The prevalence of vitamin B12 deficiency, defined as an elevated concentration of plasma methylmalonic acid (P-MMA), has been estimated to be 15% to 44% in the elderly. However, we do not know whether an increased P-MMA level actually indicates or predicts a clinical condition in need of treatment.
Participants and Methods
In a follow-up study, 432 individuals not treated with vitamin B12 were examined 1.0 to 3.9 years after initial observation of an increased P-MMA concentration (>0.28 µmol/L). The examination included laboratory tests, a structured interview to disclose symptoms, a food frequency questionnaire, and a clinical examination including a Neurological Disability Score.

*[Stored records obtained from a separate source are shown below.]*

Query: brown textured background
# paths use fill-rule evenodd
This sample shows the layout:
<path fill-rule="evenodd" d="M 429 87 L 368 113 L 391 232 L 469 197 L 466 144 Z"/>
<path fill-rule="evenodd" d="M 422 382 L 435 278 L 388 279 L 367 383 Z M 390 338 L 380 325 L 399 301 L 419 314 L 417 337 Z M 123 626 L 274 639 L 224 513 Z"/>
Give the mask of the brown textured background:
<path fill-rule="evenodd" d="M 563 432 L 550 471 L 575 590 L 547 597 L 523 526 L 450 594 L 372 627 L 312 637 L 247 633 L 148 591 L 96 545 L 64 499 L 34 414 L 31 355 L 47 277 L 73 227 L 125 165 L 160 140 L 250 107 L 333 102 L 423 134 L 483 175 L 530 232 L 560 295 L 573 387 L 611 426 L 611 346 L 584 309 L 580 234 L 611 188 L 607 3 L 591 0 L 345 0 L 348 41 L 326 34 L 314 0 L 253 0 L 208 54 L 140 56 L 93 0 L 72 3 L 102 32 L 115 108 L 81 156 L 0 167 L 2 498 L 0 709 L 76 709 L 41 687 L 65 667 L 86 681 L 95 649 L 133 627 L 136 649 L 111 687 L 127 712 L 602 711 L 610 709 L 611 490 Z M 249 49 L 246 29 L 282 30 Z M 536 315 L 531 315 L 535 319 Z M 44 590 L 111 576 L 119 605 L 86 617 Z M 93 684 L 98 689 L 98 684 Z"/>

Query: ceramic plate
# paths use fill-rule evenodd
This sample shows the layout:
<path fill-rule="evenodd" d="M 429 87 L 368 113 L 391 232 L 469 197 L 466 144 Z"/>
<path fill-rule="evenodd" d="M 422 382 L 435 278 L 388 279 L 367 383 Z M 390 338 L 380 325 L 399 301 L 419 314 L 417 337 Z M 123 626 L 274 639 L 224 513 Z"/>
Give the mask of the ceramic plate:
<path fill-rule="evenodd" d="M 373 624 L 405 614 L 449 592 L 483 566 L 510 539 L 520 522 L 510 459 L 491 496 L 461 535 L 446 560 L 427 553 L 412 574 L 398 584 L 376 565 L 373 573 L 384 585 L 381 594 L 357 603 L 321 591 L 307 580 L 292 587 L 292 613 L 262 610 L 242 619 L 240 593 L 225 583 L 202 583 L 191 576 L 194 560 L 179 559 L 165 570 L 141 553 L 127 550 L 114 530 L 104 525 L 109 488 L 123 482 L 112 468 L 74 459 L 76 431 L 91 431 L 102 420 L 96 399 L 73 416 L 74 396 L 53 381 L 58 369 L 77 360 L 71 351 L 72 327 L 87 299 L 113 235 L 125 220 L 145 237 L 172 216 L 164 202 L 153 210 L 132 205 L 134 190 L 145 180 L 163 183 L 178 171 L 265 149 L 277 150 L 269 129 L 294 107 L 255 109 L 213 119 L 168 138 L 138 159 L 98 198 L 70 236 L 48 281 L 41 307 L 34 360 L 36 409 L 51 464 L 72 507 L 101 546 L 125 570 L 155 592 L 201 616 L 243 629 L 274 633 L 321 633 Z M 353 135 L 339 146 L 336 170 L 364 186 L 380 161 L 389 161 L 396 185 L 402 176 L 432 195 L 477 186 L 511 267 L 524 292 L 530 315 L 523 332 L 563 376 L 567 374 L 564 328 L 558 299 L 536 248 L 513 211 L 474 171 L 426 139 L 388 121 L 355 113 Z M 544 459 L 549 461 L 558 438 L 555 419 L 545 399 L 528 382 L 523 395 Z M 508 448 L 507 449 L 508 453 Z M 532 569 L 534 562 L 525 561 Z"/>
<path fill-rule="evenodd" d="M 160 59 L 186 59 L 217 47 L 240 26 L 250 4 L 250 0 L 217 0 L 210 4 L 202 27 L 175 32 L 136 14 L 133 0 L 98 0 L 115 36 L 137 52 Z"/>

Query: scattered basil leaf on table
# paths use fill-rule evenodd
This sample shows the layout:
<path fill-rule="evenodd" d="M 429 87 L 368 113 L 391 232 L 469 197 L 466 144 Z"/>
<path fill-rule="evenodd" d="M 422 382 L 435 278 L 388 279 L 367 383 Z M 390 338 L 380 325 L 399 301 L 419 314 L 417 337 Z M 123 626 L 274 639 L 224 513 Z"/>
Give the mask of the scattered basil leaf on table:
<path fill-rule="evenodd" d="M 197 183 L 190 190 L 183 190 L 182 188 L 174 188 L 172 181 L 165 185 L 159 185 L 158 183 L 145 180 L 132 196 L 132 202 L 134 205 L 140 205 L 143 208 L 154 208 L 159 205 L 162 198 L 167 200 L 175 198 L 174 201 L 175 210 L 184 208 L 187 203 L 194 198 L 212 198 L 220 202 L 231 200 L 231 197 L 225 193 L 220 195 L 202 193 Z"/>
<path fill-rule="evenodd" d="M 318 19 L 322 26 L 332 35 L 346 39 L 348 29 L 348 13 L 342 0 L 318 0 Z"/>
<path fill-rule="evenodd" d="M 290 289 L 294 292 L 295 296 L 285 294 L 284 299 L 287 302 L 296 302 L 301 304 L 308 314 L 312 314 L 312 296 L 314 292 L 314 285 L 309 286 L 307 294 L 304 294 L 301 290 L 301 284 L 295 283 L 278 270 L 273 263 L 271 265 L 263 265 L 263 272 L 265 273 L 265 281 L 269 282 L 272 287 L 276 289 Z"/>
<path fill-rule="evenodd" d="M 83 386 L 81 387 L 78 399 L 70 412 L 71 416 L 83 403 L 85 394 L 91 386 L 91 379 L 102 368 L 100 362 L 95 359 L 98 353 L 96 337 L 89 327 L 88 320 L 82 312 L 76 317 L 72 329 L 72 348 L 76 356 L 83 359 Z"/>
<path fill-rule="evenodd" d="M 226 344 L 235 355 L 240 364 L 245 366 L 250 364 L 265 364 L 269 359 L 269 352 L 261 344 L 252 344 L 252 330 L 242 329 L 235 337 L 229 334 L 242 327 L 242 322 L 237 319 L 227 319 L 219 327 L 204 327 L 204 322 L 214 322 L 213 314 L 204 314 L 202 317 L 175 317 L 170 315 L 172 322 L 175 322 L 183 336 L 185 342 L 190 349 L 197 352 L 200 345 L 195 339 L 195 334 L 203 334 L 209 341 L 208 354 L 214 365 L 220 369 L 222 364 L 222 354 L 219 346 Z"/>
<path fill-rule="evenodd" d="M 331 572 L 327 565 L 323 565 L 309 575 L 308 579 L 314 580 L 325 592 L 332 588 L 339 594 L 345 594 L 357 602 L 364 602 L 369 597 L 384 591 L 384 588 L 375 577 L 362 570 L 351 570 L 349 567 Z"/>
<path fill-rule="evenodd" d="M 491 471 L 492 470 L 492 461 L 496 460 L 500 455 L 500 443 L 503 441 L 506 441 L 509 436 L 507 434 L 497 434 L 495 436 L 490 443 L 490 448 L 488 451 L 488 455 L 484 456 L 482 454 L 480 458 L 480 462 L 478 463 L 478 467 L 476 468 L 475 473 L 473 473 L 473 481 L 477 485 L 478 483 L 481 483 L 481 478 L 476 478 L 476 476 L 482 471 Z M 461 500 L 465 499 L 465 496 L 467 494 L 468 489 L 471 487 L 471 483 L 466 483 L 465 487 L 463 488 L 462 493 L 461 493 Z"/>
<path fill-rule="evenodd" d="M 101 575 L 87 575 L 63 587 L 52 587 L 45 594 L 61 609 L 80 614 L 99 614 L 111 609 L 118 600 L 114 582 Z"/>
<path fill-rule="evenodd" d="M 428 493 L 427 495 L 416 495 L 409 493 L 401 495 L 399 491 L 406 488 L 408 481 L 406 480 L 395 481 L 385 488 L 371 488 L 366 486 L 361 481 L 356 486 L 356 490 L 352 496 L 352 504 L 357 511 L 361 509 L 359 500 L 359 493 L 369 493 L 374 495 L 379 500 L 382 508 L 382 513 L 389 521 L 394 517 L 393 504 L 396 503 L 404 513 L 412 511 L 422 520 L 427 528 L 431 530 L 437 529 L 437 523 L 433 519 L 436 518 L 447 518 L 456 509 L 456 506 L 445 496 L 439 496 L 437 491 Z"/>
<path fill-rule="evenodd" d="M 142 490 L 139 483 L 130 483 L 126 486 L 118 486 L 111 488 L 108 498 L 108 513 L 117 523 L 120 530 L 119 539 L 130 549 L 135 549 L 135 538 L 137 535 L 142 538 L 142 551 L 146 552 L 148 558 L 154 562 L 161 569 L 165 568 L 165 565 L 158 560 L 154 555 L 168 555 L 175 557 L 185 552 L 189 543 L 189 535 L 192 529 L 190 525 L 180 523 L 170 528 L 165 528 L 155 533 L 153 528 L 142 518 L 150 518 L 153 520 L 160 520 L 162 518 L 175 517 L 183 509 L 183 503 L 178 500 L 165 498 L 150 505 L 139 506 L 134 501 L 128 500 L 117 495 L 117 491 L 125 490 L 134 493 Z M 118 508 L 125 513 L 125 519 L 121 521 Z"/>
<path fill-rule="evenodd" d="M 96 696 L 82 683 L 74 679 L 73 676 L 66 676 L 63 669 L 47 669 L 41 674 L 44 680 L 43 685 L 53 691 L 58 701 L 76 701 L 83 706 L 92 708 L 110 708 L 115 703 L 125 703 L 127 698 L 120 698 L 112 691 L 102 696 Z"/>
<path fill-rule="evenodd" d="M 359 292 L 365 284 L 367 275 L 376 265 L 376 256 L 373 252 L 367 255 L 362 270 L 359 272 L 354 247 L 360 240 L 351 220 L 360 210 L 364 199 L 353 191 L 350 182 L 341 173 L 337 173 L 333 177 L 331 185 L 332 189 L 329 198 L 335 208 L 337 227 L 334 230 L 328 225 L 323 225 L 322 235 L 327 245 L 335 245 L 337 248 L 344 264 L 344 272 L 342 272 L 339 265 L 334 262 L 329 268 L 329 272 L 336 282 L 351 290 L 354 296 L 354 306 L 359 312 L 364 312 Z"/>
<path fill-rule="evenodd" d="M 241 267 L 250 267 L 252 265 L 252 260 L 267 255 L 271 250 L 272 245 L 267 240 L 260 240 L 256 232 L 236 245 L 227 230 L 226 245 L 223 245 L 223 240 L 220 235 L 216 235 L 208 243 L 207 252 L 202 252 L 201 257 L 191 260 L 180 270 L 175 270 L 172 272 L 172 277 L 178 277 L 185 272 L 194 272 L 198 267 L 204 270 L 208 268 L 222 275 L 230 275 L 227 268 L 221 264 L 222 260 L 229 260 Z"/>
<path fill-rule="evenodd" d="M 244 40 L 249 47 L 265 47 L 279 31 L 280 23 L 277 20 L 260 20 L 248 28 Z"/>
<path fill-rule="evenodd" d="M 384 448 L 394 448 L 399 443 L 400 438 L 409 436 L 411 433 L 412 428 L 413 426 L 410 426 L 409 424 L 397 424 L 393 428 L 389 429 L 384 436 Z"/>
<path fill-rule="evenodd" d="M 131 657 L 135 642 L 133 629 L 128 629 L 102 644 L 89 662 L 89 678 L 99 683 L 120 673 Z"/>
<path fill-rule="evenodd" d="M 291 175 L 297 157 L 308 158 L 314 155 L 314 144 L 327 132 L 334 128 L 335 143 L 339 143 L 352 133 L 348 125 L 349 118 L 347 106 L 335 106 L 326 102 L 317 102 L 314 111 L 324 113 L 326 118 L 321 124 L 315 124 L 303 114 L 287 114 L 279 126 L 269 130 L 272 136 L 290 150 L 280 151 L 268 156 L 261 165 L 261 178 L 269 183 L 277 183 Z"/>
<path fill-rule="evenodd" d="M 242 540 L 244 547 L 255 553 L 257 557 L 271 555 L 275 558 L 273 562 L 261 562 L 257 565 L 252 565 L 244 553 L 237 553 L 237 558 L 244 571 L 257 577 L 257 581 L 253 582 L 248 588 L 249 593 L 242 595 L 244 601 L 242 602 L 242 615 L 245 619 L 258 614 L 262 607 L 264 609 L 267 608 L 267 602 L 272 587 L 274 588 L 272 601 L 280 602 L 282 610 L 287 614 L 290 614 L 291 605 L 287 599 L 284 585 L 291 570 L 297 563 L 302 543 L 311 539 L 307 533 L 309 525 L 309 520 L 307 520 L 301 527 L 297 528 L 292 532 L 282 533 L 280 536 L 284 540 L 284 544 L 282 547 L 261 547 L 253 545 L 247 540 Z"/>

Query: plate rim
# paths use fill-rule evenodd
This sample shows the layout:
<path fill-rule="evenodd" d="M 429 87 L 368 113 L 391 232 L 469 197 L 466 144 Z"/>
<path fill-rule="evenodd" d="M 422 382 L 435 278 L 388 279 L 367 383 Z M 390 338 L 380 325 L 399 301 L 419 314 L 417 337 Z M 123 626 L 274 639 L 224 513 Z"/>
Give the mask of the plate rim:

Variation in P-MMA levels over time was high (coefficient of variation, 34%). In only 16% of participants, P-MMA levels increased substantially, whereas 44% showed a decrease. Level of P-MMA was significantly but not strongly associated with levels of plasma cobalamins (r = −0.22, P<.001) and plasma total homocysteine (r = 0.37, P<.001). After adjustment for age and sex, we found no associations between P-MMA concentration and the total symptom score (P = .61), the total Neurological Disability Score (P = .64), or other clinical manifestations related to vitamin B12 deficiency.
An increased level of P-MMA did not predict a further increase with time and clinical manifestations related to vitamin B12 deficiency. We therefore challenge the use of an increased P-MMA concentration as the only marker for diagnosis of vitamin B12 deficiency.